Le personnage principal de la fille, que l'auteur ne nommera jamais autrement au cours des 204 pages du récit, est en chasse. Elle traque, elle recherche un ennemi inconnu au fil de ces longues phrases descriptives dans les profondeurs d'une vaste forêt. Voilà en quelques mots l'historiette que nous propose Marc Graciano dans son deuxième roman publié aux Éditions Corti. de fait, bien que l'éditeur catégorise cet ouvrage littéraire sous le nom de roman, il est difficile de le considérer comme tel tant sa structure et son propos diffèrent du schéma du roman traditionnel, si tant qu'il en existe un. En effet, chaque chapitre, dont certains peuvent s'étaler sur plusieurs pages, ne se composent que d'une seule et unique phrase. le procédé rappelle Zone de Mathias Enard ou encore les maîtres de l'OuLiPo dont la maîtrise de la langue leur permet de faire de la littérature un terrain de jeu.

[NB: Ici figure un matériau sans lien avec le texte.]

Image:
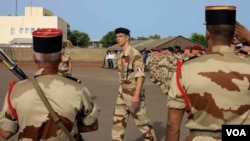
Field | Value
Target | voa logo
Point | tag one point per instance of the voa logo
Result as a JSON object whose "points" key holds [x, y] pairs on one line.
{"points": [[236, 132]]}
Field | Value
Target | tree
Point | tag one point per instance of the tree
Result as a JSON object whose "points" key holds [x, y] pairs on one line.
{"points": [[199, 38], [109, 39], [79, 39]]}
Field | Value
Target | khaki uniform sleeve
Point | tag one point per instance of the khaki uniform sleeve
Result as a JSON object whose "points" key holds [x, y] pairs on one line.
{"points": [[138, 66], [90, 109]]}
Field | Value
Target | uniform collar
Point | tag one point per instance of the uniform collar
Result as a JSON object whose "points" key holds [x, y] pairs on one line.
{"points": [[126, 52]]}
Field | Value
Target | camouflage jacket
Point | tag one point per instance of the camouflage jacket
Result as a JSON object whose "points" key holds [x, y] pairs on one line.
{"points": [[130, 66]]}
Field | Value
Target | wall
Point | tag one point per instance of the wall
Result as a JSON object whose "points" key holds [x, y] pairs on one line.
{"points": [[77, 54]]}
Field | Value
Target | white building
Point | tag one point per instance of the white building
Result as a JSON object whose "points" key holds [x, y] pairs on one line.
{"points": [[16, 30]]}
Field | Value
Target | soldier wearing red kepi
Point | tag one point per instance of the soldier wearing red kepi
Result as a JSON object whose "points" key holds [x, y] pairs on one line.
{"points": [[25, 113], [213, 88]]}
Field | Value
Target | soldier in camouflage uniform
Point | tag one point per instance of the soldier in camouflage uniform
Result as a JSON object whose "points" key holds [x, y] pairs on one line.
{"points": [[220, 79], [131, 98], [171, 66], [163, 68], [65, 67], [25, 112]]}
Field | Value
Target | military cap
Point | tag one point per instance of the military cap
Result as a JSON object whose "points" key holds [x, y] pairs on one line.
{"points": [[197, 47], [47, 40], [216, 15], [122, 30]]}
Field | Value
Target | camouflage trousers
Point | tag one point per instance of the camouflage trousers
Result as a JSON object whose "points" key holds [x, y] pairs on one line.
{"points": [[122, 112]]}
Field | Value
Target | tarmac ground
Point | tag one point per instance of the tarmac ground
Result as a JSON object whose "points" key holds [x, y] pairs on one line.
{"points": [[103, 84]]}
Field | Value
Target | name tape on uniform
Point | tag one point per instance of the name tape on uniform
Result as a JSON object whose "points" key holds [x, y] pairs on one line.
{"points": [[235, 132]]}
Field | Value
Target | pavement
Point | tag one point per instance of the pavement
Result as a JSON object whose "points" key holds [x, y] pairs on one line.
{"points": [[103, 84]]}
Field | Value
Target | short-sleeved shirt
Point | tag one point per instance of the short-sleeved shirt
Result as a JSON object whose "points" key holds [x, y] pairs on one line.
{"points": [[130, 66], [68, 99], [217, 85]]}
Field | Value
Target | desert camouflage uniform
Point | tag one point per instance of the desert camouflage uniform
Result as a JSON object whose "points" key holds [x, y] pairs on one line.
{"points": [[68, 99], [221, 80], [164, 69], [130, 66], [63, 68], [171, 65]]}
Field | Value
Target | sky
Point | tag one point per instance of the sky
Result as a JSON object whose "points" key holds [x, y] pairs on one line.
{"points": [[142, 17]]}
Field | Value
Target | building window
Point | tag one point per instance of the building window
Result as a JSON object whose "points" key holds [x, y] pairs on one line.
{"points": [[12, 31], [27, 30], [21, 30]]}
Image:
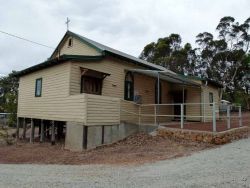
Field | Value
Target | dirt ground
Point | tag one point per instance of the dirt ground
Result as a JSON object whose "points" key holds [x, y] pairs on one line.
{"points": [[136, 149]]}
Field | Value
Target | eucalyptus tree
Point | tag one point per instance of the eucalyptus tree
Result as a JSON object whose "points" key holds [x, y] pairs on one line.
{"points": [[169, 52], [224, 59]]}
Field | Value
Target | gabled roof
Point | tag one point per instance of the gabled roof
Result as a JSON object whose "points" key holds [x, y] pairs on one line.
{"points": [[209, 81], [56, 61], [105, 50]]}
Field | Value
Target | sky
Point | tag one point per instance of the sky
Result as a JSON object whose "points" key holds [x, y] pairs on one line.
{"points": [[126, 25]]}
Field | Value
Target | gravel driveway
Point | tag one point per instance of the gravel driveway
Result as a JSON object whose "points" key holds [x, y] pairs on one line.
{"points": [[227, 166]]}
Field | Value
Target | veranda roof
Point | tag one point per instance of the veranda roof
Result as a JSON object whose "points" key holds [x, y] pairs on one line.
{"points": [[168, 76]]}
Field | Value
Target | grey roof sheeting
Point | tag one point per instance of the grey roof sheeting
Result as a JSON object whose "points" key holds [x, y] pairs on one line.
{"points": [[102, 48], [167, 76]]}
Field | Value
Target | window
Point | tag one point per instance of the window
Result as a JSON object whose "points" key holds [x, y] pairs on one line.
{"points": [[70, 42], [129, 87], [38, 89], [211, 98], [156, 93], [91, 85]]}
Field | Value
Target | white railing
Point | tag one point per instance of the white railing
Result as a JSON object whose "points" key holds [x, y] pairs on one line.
{"points": [[160, 114]]}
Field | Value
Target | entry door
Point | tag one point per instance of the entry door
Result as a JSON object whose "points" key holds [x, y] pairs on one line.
{"points": [[178, 99]]}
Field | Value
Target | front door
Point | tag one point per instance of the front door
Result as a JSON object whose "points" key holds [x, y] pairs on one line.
{"points": [[177, 100]]}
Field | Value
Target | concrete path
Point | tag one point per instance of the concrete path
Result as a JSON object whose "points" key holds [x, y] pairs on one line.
{"points": [[227, 166]]}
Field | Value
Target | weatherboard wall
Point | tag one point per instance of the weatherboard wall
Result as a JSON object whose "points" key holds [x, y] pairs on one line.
{"points": [[77, 48], [55, 102]]}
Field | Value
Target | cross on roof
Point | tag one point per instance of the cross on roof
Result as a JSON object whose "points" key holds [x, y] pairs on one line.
{"points": [[67, 23]]}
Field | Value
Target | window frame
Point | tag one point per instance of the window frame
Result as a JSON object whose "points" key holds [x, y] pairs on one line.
{"points": [[36, 87], [156, 94], [211, 98], [126, 84], [70, 40], [94, 78]]}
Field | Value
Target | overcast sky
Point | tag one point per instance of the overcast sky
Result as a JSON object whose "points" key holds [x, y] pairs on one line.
{"points": [[127, 25]]}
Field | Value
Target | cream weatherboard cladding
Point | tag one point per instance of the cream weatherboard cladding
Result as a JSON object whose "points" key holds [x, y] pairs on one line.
{"points": [[77, 48], [61, 99], [55, 102], [113, 85]]}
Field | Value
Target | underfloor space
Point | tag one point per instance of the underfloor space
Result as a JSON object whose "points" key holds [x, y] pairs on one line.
{"points": [[25, 134]]}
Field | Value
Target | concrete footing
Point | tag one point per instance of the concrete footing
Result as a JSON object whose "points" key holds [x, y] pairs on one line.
{"points": [[79, 137]]}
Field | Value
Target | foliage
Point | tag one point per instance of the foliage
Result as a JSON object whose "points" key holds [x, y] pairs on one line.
{"points": [[169, 53], [8, 96], [225, 59]]}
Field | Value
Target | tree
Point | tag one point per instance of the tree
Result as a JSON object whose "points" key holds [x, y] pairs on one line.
{"points": [[168, 52], [8, 96], [224, 59]]}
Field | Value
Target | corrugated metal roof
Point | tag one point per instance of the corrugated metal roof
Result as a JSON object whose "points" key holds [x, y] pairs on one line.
{"points": [[167, 76], [119, 53]]}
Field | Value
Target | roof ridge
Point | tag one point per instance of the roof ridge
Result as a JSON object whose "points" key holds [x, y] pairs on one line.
{"points": [[103, 48]]}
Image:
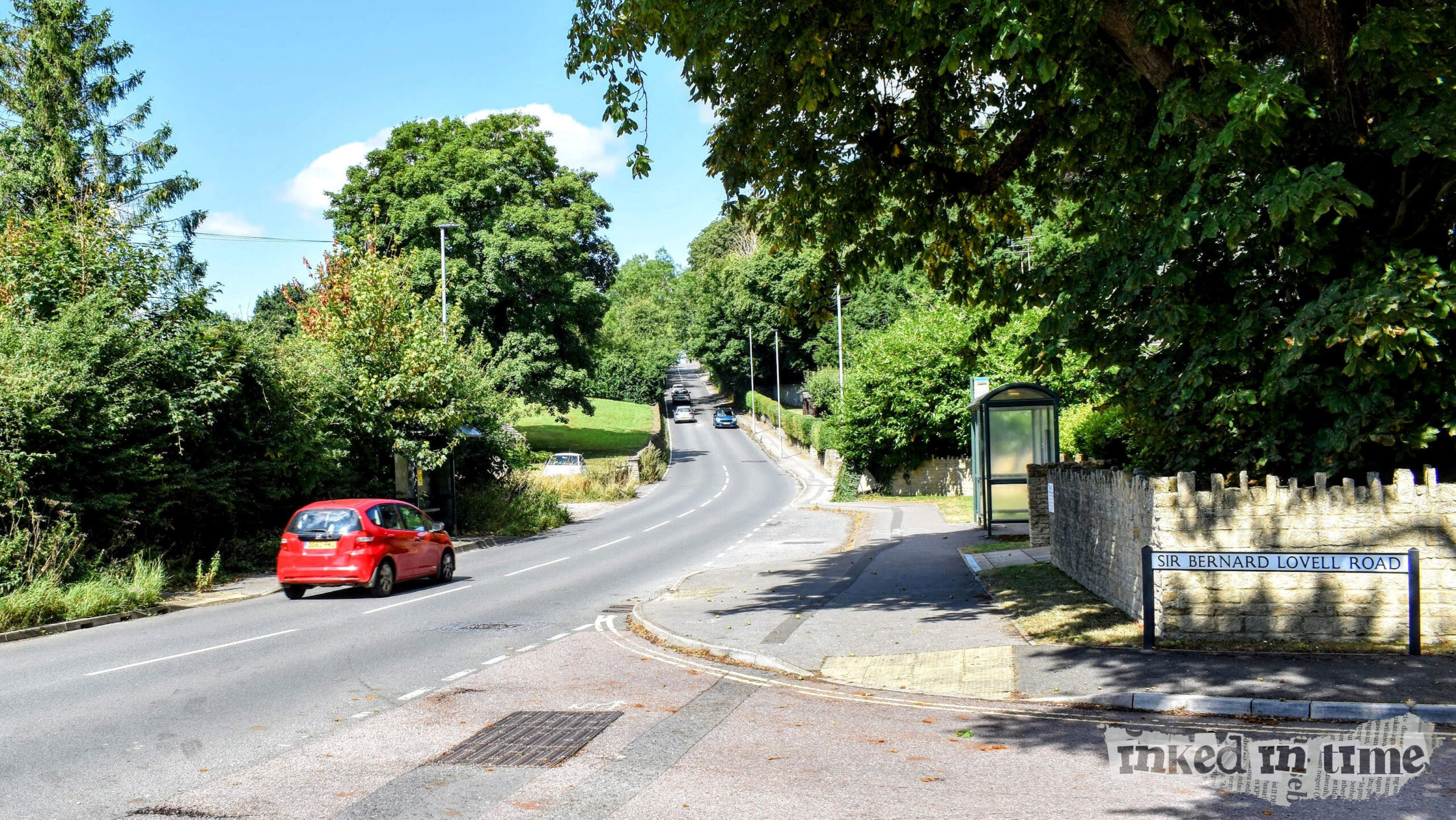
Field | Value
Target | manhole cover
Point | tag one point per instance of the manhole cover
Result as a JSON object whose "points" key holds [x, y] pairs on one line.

Ces longues phrases descriptives suivent le mouvement de la fille et de ses leudes, des guerriers ayant prêté serment de féodalité à un roi, et ne font presque pas avancer le récit. Ce premier chapitre, cité en exergue, est suivi par une longue succession de phrases chapitrales qui décrivent avec une rigueur incroyable la fille, ses guerriers, leurs chevaux et le chien qui les accompagne. le deuxième chapitre s'ouvre de la manière suivante : « La fille était de taille moyenne et elle était fluette… ». le cinquième commence ainsi : « Hormis la cape de fourrure qui était de facture récente et encore neuve, les vêtements de la fille… ». Et le neuvième : « La fille chevauchait à la tête d'un groupe de cinq guerriers qui tous l'idolâtraient… ». Ce n'est donc qu'au neuvième chapitre, soit à la page 15, que l'auteur met en scène des personnages supplémentaires. Quinze pages ont été consacrées à la description minutieuse de cette fille dont, soit dit en passant, on ne connaît presque rien.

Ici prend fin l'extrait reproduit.